Coding theory / 09

Cubic and Klein decoding examples

The examples in Chapter 3 show how abstract divisor spaces become concrete finite-field matrices.

Chapter 3 works out two decoding examples: a smooth plane cubic and the Klein quartic. The point of these examples is not the final numerical word alone. The point is the chain

\[\text{curve}\to \text{rational points}\to L(aP_0)\to \text{syndrome table}\to \text{locator}\to e.\]

The cubic curve

Consider the plane cubic

\[X:x^3+y^3+z^3=0.\]

In characteristic different from \(3\) it is smooth, hence has genus \(1\). The computation uses small extensions of \(\mathbb F_2\) and lists the rational points explicitly. With a chosen point \(P_0\) and divisor \(G=aP_0\), the dual code \(C_\Omega(D,G)\) has length equal to the number of selected rational points away from \(P_0\).

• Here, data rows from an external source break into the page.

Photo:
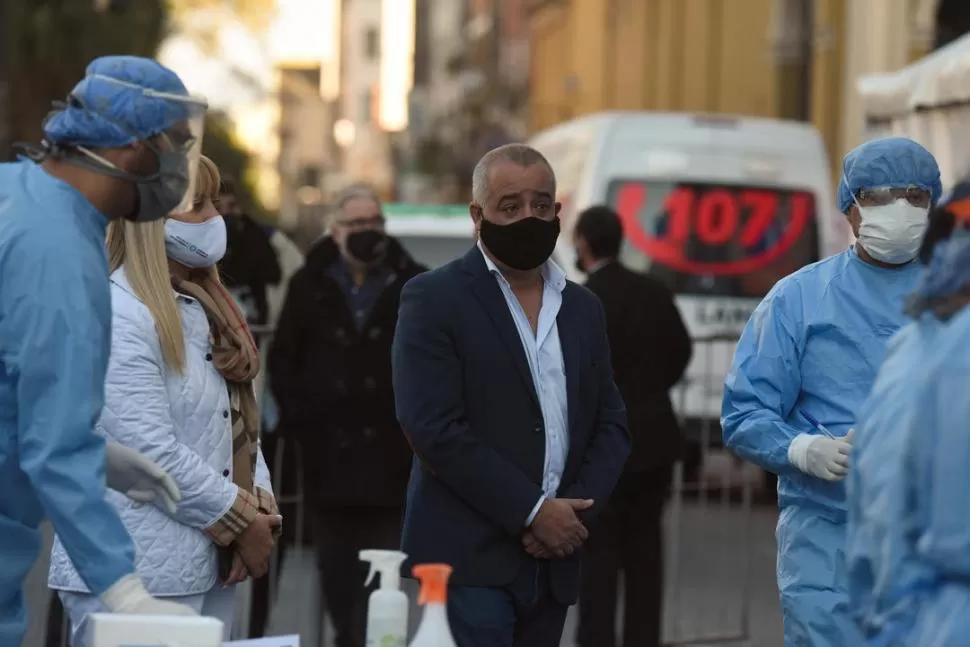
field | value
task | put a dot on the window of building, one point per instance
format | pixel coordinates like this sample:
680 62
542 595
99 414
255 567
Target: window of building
367 106
372 43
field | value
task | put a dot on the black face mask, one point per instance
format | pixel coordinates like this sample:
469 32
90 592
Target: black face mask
159 196
367 246
579 263
522 245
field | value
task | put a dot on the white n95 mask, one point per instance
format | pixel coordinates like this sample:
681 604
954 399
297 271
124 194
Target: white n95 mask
196 244
892 233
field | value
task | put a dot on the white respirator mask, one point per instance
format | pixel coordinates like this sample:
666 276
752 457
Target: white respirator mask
892 233
196 244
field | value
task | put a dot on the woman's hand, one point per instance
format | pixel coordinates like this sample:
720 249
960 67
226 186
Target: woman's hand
239 573
256 543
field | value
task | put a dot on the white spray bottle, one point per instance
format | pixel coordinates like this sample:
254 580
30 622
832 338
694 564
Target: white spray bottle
434 630
387 609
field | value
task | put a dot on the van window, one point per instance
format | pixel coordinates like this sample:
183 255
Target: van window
715 239
434 251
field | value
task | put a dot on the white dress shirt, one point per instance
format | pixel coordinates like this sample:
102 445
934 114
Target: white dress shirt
544 354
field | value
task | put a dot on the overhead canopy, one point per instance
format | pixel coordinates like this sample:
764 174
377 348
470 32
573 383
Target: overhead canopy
940 79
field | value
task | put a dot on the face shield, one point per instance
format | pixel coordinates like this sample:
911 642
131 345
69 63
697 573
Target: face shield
179 148
106 112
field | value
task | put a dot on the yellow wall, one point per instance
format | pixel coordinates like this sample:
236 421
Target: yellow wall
697 55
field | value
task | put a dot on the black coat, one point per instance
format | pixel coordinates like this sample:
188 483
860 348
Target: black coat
332 381
651 349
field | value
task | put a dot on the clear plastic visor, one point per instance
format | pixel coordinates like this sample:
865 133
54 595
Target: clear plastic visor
185 138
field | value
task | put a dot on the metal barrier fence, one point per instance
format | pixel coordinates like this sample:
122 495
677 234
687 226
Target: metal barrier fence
708 521
708 516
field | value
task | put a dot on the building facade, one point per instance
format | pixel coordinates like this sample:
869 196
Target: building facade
796 59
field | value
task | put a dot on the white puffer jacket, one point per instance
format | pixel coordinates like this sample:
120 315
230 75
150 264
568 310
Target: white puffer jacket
182 423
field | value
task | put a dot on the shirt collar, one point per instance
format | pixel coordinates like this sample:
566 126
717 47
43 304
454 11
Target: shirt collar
598 265
551 273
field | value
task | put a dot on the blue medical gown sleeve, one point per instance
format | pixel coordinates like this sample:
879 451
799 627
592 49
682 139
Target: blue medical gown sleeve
945 541
762 387
49 301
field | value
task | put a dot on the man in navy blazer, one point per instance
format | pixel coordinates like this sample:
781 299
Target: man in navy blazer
504 388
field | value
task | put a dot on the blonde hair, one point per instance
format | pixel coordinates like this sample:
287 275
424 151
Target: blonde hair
140 247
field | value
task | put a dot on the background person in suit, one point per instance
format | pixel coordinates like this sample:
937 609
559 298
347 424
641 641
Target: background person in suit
651 350
330 369
504 388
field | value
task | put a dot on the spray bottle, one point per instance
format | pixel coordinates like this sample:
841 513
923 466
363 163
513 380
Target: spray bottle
387 609
433 630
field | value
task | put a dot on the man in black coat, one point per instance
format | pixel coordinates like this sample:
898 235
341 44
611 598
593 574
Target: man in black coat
650 348
330 370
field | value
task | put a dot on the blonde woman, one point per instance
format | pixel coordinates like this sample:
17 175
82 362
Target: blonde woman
179 389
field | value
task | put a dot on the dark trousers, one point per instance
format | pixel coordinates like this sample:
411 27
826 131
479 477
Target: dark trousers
261 602
628 536
523 614
339 535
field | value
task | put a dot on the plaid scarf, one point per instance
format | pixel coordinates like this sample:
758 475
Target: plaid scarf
236 357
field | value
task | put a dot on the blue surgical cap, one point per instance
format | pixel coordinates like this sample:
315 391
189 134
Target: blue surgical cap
888 162
110 108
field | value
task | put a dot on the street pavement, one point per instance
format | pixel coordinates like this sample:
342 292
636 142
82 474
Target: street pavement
720 579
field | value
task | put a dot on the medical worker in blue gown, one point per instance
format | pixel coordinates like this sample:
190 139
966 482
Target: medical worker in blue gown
813 346
908 545
122 146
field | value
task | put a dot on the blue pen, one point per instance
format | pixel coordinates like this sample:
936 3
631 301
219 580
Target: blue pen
815 423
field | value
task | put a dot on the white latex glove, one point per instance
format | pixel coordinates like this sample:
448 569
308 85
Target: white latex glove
129 472
128 595
821 456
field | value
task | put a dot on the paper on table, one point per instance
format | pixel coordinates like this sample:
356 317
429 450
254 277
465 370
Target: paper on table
273 641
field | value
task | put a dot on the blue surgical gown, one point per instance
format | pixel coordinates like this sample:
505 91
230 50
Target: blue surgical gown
55 317
908 537
814 345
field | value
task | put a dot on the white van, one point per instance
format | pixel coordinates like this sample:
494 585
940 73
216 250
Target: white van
432 234
719 208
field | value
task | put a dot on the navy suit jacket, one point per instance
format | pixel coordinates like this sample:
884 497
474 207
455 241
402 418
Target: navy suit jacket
467 404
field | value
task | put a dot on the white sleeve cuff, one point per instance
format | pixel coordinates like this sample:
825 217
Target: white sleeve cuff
798 451
535 511
125 594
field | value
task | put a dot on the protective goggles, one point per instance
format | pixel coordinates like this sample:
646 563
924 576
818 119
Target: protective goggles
882 196
184 137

Example 1: basis from pole orders

Near \(P_0=(0:1:1)\), functions such as

\[1,\quad {x\over y+z},\quad {y\over y+z},\quad {x^2\over (y+z)^2},\quad {xy\over (y+z)^2},\quad {x^3\over (y+z)^3}\]

have controlled pole orders at \(P_0\). They form the rows of the evaluation matrix for the dual parity checks.

Example 2: why SV needs a larger divisor

A code with divisor \(5P_0\) has designed-distance bound large enough to suggest correction of two errors, but the SV auxiliary spaces cannot be chosen large enough inside the required product constraints. With \(6P_0\) the locator space \(L(3P_0)\) works. This is the genus-loss phenomenon made concrete.

Duursma on the cubic

For the same cubic, Duursma can decode at \(5P_0\) where SV is too restrictive. The unknown syndrome table has one missing high-order entry. The vote fills it, and then a locator such as

\[\Theta=1+{y\over y+z}\]

vanishes on a set containing the error locations. The final error vector is obtained by solving a small linear system using the known syndromes.

The Klein quartic

The Klein quartic is

\[X:x^3y+y^3z+xz^3=0.\]

It is a smooth plane quartic in characteristic not \(7\), hence has genus \(3\). The computation works over \(\mathbb F_{16}\), lists points, and uses the example to show a nontrivial majority vote.

Example 3: genus three creates a larger table

Because the genus is \(3\), the decoding table has more missing entries than in the elliptic cubic case. Several candidate rows and columns appear before a true locator is visible. Majority voting is not decorative here; it is the mechanism that recovers additional syndromes.

Example 4: finite-field labels are coordinates, not notation noise

The source labels elements of \(\mathbb F_{16}\) by integers through a polynomial basis. This makes point lists and matrices compact. To reconstruct the computations, one must translate each label back into an element of \(\mathbb F_2[x]/(x^4+x^3+1)\) before doing arithmetic.

What the examples teach

The worked examples should be read as templates. First compute rational points. Second build bases of Riemann-Roch spaces. Third evaluate basis functions to get syndrome matrices. Fourth use locators and voting. Fifth solve for error values. Every later surface-code discussion lacks an equally general decoding template, which is why Chapter 6 ends with decoding as an open problem.